Support for RTL838x based managed switches

howels · May 28, 2024, 5:22pm

I'll have a go at porting the main commit to add the model itself once the switch arrives. These 1920 are so widely available that I'm sure it will be welcome.

howels · May 28, 2024, 5:30pm

Do you have any history as to why the commits have not been submitted? At first pass they add a lot of exception handling along with the new model and update to the dts. Wondering if there's any issues these have created or was it a simple lack of time available.

howels · May 28, 2024, 5:35pm

That's great. My zyxel GS1900-48 is partitioned in two which means everything has to cram into 8MB.

andyboeh · May 28, 2024, 5:37pm

Please read the few posts following the one with janh's patches in this thread. I do not have any more information than that.

janh · May 28, 2024, 10:36pm

Only these three commits are relevant for HPE 1920-48G:
realtek: add hardware version check for RTL8214FC
WIP: support RTL8214FC on RTL8393
realtek: add support for HPE 1920-48G

The previous changes are mostly already upstreamed. I didn't want to submit support for HPE 1920-48G itself, because the code for the RTL8214FC PHY is unfinished.

Some changes will be required to apply it to the current main branch (it is more likely to still apply to the 23.05 branch without changes). There have already been some small changes for RTL8214FC recently (realtek/rtl839x: respect phy-is-integrated property, realtek: add RTL821X_CHIP_ID).

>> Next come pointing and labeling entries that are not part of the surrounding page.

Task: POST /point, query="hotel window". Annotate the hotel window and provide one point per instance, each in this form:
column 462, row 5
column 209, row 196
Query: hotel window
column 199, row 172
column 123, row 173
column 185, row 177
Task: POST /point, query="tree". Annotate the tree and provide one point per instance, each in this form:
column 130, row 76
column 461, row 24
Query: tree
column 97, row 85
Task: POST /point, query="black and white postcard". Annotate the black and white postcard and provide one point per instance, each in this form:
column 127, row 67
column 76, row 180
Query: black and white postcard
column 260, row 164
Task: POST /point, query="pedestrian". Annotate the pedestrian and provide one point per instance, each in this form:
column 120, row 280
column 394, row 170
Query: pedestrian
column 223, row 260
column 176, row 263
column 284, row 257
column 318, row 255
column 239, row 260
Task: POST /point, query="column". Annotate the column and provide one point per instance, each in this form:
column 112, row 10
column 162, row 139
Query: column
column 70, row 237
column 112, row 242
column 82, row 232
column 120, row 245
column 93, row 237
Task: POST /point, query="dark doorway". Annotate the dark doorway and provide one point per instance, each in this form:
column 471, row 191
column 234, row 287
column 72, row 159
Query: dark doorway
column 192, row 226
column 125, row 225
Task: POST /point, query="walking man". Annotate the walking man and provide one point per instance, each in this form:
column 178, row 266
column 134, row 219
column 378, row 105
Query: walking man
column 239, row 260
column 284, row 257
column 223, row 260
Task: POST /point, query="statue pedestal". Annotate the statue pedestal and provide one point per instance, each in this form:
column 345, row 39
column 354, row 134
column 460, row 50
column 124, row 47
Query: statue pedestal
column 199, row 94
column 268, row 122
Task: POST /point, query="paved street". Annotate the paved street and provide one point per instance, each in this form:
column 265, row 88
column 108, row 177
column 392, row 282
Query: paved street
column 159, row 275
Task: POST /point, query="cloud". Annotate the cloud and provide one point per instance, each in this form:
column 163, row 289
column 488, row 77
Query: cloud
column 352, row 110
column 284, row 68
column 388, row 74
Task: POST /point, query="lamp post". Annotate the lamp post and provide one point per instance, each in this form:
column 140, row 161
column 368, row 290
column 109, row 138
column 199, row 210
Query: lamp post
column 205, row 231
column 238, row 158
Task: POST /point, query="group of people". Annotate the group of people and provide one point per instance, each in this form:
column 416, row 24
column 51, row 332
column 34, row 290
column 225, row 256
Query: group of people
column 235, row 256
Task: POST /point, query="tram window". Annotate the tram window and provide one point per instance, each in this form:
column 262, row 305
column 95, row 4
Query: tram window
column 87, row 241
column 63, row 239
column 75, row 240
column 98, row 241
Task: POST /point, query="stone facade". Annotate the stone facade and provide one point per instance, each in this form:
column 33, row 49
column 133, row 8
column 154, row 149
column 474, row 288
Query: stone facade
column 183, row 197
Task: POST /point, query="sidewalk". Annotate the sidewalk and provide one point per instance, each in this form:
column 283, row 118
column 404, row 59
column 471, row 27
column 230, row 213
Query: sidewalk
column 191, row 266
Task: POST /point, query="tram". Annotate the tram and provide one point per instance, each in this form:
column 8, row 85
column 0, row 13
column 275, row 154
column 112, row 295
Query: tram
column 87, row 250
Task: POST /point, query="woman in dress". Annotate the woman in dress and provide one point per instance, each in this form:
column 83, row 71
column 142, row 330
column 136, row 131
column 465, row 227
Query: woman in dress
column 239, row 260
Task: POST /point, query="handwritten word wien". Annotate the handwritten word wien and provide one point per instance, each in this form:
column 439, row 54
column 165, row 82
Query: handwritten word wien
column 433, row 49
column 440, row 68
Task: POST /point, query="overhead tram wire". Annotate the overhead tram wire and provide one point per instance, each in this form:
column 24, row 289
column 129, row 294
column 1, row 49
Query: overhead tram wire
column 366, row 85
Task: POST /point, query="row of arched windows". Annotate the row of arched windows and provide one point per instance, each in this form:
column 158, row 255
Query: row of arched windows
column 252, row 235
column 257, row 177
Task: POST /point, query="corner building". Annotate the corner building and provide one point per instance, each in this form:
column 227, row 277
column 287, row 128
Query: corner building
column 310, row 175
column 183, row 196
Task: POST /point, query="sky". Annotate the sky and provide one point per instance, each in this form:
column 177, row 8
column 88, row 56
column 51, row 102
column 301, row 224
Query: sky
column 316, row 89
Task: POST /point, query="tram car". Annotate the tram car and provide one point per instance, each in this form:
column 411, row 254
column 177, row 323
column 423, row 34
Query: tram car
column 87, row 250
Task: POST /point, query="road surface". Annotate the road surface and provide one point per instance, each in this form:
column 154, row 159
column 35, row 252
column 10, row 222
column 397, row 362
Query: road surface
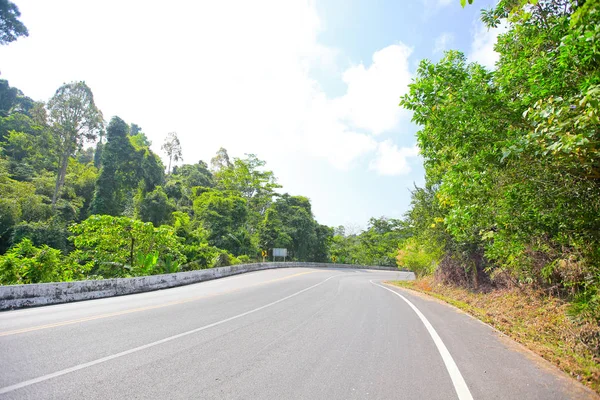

Technically, there aren't even two separate partitions on these devices. The entire flash between the bootloader and the factory partition is used for a filesystem. This filesystem can store as much firmware images as there is space for, but only one can be set as boot image (and a second one as a backup image).

However, with OpenWrt, a somewhat hacky approach is used instead, where only the beginning of the filesystem is actually valid and contains the kernel as a file, while the rest is used directly for the rootfs and overlay. Actually using the filesystem properly wouldn't have been possible, because the beginning of each erase block is reserved for the filesystem.

sudoBash418 · May 29, 2024, 3:21am

Sorry if this is the wrong place to ask, but is port isolation supported?

I have a ZyXEL GS1900-24Ev2 and I've been trying to setup something like the following:

Port 1 is a trunk port to a router.
Ports 5-8 are access ports to the same VLAN, but they should be isolated such that they cannot communicate with each other (ideally, they can only communicate with port 1).
Ports 23-24 will be (filtered) trunk ports to a pair of APs, with client isolation enabled for certain networks. They should also only be able to communicate with the router.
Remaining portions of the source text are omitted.